Weaker construction reduces demand for industrial metals and the massive steel sector. A weaker real estate market also likely would dampen Chinese consumer sentiment and dent household spending, as property assets account for 40%-50% of China's household wealth, Bruce Pang said.

The broader measures to clamp down on the private sector have also raised concerns. Beijing has tightened oversight of the education and tech sectors, and consultations are ongoing in Macau that may tighten gaming law. Analysts at the bank Jefferies warn that the measures are curbing enthusiasm for underwriting IPOs and capital market activities, meaning capital expenditure and investments will be reduced.

A more sustainable future

Others suggest the move is a victory for sustainable growth.
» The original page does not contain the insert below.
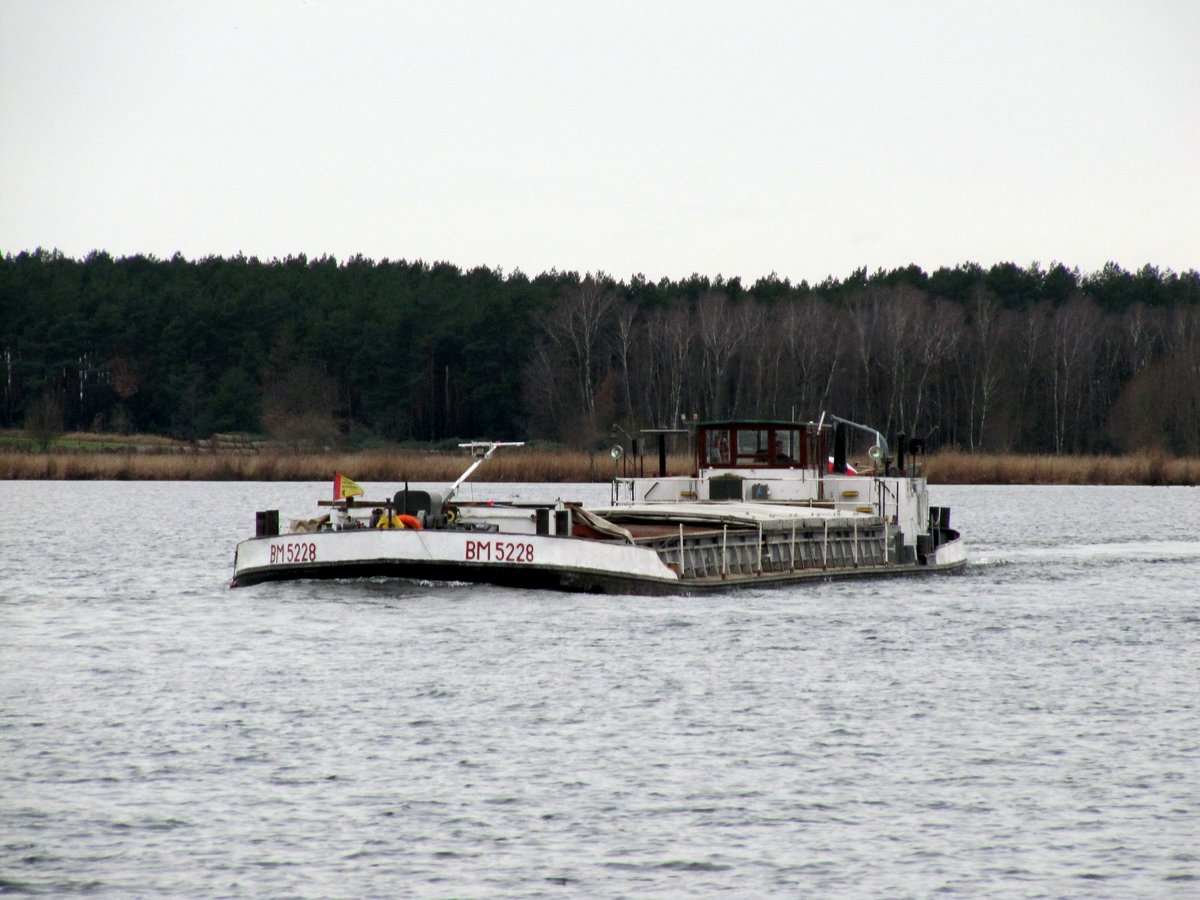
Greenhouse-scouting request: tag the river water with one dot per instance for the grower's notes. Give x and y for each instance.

"A successful deleveraging campaign that breaks a vicious circle of property speculation and credit expansion, if with higher transparency, could lay the groundwork for a healthier and stronger economy with less shaky foundations in the future despite near-term economic discomfort," Pang said.

And while growth may suffer in the near term, Beijing has many levers to pull if required.

"We expect a more active role for the PBOC if warranted by deteriorating domestic financial conditions," John Lau, head of Asian equities at investment firm SEI, said in an email, noting "President Xi Jinping is not going to sit idly by if a broader panic begins to pose a threat."